Pope Francis invites us to reflect on the celebration of Lent, echoed in the opening words of his message:
“Lent is a time for renewal for the whole Church, for each community and for every believer. Above all, it is a time of grace”.
“…the gate between God and man, between heaven and earth, opens once for all. The Church is like a hand holding open this gate, thanks to the proclamation of God’s word, her celebration of the Sacraments, her witness of the faith that works through love.”
In the light of these words, people should be encouraged to find space for God during Lent by attending Mass, by spending time in private prayer, especially Eucharistic Adoration and by acts of penance. People are encouraged to reflect prayerfully on the daily readings over the days of Lent.
“If we humbly implore God’s grace and accept our own limitations, we will trust in the infinite possibilities which God’s love holds out to us”.
These words from the Holy Father give us reason to reflect on the gift of God’s mercy. Opportunities for Confession should be provided over the whole period of Lent and not just during Holy Week. Encouraging people to seek the mercy and forgiveness of the Lord is as essential part of the season of Lent.
“Every Christian community is called to go out of itself and to be engaged in the life of the greater society of which it is part, especially with the poor and those who are far away”.
The Trocaire Lenten appeal gives expression to this invitation and should be supported in all parishes. The focus of this year’s appeal is Ethiopia, a country where Trocaire has worked for several decades. Ethiopia is precisely the sort of community the Holy Father has in mind when he draws us “to the poor and those who are far away”.
The Holy Father’s message for Lent calls for “acts of penance”. This is an opportune time to consider taking a break from alcohol. There is an immediate financial benefit as well as developing a positive impact on one’s physical and mental health. The Pioneer Association is inviting you to make this commitment for Lent and to offer the sacrifice as a prayer for someone you know who has a problem with alcohol or drugs.
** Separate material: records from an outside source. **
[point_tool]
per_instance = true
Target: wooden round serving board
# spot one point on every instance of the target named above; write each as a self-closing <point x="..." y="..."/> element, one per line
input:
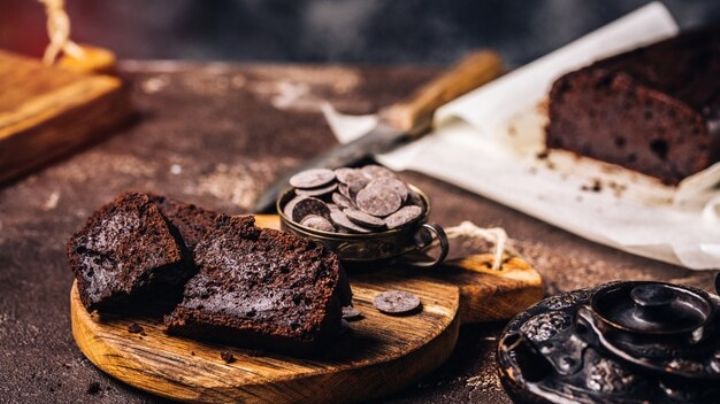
<point x="378" y="355"/>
Finally, with an emphasis on the theme of “mercy”, we will find that Lent is not just about what we can do – in charity or in penance – for the benefit of others. When we allow Lent to take us on a pilgrimage of mercy, we ourselves become transformed, as Cardinal Kasper points out in his recent book:
“What is mercy? It is not only a matter of a general love of humanity, which is not at all objectionable if it doesn’t simply amount to hollow words, but becomes concrete in deed. It is not simply a matter of compassion with the suffering, which is quite positive in comparison to hard-heartedness and egoism. It is not even a matter of ideas for making the world a better place. In this regard, the Bible is very realistic. It knows: “You always have the poor with you” (John 12:8). What ultimately is at stake in Christian mercy is the encounter with Jesus Christ himself in and through those who suffer. Therefore, mercy is principally not a matter of morality, but a matter of faith in Christ, discipleship, and an encounter with him.”